Op het moment dat een voorschrijver medicatie voorschrijft, zal dit veelal op stofnaam zijn (voorschrijfproduct). Hierdoor geeft de voorschrijver niet exact aan welk product er afgeleverd zal worden. Per leverancier kunnen de hulpstoffen verschillen waarvoor de patiënt allergisch is. Bewaking vindt dan plaats bij aflevering in de apotheek. Maar zo kan een voorschrijver er ook voor kiezen om juist wel een specifiek product van een bepaalde leverancier voor te schrijven .

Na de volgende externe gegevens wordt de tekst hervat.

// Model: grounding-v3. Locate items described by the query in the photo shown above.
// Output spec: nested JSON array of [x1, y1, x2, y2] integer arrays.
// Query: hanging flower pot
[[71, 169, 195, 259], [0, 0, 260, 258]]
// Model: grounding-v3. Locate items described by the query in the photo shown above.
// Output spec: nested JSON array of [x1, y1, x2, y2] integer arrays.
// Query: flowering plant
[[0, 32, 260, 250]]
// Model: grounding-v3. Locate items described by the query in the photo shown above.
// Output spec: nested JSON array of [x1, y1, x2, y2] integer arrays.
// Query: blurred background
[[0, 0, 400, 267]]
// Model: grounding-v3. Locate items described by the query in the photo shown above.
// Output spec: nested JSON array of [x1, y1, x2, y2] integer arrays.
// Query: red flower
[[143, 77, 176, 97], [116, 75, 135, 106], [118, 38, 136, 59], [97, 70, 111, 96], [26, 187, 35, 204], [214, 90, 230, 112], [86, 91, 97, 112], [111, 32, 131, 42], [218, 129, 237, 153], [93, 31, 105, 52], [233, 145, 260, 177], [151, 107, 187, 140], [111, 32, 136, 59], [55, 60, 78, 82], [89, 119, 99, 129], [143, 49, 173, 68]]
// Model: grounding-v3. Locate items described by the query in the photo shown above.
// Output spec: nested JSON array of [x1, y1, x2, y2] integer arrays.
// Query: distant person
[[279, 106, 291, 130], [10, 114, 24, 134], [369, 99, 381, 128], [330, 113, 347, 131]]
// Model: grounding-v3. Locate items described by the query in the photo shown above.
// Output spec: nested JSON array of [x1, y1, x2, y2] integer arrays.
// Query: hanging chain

Controle In de G-Standaard zijn per product zowel de werkzame stoffen als de hulpstoffen opgenomen . In dit bestand is tevens de toedieningsweg per product opgenomen. Indien een specifiek product is voorgeschreven kan eenvoudig gecontroleerd worden op ‘ongewenst zijn’. Uitgangspunt hiervoor is de samenstelling van het specifieke product en de groepen waarin het product is ingedeeld , die in relatie worden gebracht met het EPD van de patiënt. Indien op stofnaam is voorgeschreven (voorschrijfproduct) zullen alle producten onder het voorschrijfproduct gecontroleerd moeten worden op allergie of ongewenstheid bij de patiënt (zie EPD). Zodra alle producten onder het voorschrijfproduct aangeven dat deze ongewenst zijn, dient de zorgverlener het advies te krijgen dat er beter een alternatief voorgeschreven of afgeleverd kan worden. Indien niet alle producten onder het voorschrijfproduct dit aangeven, dient getoond te worden welke producten gewenst en welke ongewenst zijn, waardoor gekozen kan worden voor een alternatief dat niet ongewenst is.